In het midden van de tombe horen we gekraak. Godefried beweegt ongemakkelijk. Als hij ons ziet binnenkomen herpakt hij zich. Hij gaat waardig zitten op de rand van zijn baar. “Welkom terug, nobele ridders,” zegt hij. Risha buigt voor hem. En Chang volgt zijn voorbeeld. Gwan niet. Die buigt voor niemand, en al zeker niet voor de gehate shintasta’s. Hij mag de anderen even alleen laten. Buiten huilen de honden, binnen is het warm. We vertellen de koning subtiel dat Chantal hem inderdaad zal ‘bevallen’. “Dan is ze niet geschikt.” “Maar haar naam staat in het boek.” “Dan is ze technisch gesproken niet zwanger. Ze is maagd, als haar naam daar staat is ze de Ushas.” We leggen uit dat ze door Eénoog verkracht is. Op dat moment verandert de atmosfeer helemaal. Het wordt kil, afstandelijk. Alsof die naam de aandacht heeft getrokken. De stem van de koning lijkt dezelfde, maar de woordkeuze is venijniger. We beginnen een ingewikkeld woordduel waarin we Idris, die de koning heeft ’overgenomen’, willen laten geloven dat we enerzijds niet doorhebben dat we niet meer met Godefried praten en dat we anderzijds een verbond met Eénoog niet uitsluiten. Risha bekent dat hij zijn heilige voorouder onteerd heeft door afstand te doen van zijn goddelijkheid en trouw te zweren aan Eénoog. De ‘koning’ zegt: “Dus jullie hebben je loyaliteit verdeeld. Mijn oplossing: zorg dat iedereen aan dezelfde kant komt.”

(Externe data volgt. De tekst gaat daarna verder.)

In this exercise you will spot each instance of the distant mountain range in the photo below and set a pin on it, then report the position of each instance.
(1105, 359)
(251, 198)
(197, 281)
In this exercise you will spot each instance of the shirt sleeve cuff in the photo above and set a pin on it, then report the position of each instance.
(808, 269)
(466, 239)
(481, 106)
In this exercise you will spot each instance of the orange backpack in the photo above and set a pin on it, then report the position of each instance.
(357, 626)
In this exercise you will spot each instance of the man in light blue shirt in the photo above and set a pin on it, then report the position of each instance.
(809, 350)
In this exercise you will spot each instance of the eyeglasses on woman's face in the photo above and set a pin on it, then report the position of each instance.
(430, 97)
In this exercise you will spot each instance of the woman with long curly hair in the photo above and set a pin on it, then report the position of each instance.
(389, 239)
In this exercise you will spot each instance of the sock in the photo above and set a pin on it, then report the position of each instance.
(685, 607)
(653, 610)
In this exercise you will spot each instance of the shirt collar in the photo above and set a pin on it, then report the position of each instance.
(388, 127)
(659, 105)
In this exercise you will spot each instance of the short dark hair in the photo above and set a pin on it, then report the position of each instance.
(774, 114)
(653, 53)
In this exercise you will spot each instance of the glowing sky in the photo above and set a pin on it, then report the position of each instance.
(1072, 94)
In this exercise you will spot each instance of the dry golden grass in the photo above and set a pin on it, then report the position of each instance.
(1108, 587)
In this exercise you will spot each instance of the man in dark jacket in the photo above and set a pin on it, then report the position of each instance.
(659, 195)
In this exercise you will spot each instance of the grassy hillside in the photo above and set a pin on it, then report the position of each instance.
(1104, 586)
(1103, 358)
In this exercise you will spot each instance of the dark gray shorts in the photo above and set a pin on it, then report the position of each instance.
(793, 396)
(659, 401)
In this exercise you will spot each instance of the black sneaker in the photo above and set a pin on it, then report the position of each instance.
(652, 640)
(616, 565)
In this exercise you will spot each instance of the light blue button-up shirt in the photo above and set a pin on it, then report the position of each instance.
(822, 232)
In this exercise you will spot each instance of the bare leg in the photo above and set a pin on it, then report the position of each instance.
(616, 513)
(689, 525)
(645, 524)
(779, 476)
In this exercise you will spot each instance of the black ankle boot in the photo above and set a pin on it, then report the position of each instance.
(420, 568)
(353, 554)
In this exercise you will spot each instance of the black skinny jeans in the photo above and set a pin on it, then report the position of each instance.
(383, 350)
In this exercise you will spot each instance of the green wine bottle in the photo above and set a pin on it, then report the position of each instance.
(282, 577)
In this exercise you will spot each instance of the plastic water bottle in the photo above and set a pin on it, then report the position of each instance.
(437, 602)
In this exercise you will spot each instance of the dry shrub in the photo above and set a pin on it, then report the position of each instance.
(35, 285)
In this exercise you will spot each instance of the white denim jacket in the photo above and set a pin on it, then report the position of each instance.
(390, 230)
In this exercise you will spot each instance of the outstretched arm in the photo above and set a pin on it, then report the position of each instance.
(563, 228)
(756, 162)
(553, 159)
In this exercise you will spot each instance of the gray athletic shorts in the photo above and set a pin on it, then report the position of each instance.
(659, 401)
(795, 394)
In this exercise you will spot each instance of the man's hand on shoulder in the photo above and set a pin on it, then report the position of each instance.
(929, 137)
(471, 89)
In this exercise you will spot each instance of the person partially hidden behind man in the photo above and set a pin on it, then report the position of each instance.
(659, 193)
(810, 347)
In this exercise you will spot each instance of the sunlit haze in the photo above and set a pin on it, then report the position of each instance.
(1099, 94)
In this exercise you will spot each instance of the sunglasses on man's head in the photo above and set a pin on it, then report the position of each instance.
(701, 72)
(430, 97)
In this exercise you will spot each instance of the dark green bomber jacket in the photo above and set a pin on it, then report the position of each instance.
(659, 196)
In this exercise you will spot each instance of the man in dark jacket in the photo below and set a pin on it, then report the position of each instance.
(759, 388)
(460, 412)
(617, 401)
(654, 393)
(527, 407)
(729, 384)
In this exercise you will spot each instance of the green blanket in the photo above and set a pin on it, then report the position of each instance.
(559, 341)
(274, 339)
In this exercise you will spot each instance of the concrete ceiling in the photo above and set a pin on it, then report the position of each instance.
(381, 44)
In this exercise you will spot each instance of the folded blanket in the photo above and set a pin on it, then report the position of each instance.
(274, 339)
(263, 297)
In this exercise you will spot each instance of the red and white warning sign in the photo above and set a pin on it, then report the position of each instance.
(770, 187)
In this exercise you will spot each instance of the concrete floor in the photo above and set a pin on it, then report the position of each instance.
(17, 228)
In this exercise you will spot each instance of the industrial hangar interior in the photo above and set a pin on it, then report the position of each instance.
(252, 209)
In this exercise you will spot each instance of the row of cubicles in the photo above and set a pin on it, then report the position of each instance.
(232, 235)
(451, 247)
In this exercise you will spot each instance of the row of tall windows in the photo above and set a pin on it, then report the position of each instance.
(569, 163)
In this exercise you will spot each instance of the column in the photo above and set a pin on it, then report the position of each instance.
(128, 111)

Hij wil nu, op dit moment, met Chantal huwen. We proberen hem er van te overtuigen dat dit een slecht idee is. Het is een lastige discussie. Zijn argument is ijzersterk: “Als er geen regerende vorst is, ben ik de ware koning.” Uiteindelijk blijkt het argument van de revolutie, dat de mensen hier helemaal geen shintasta meer accepteren, doorslaggevend. “Ik begrijp het. We moeten het land opnieuw veroveren. Jullie moeten mij opnieuw kronen en dan zal ik haar huwen.” Na enig gesoebat geeft hij ons de kroningsattributen mee. Dat we de soulsteel vinger nodig hebben om de pest demonen te verdrijven vindt hij redelijk. Het tablet is ook handig om verdragen mee te bekrachtigen. En de jaden bal, ach ja die hoort inderdaad in het paleis. We mogen ze meenemen. En we vertrekken naar Aryan’s Abode, op zoek naar het kroningsritueel.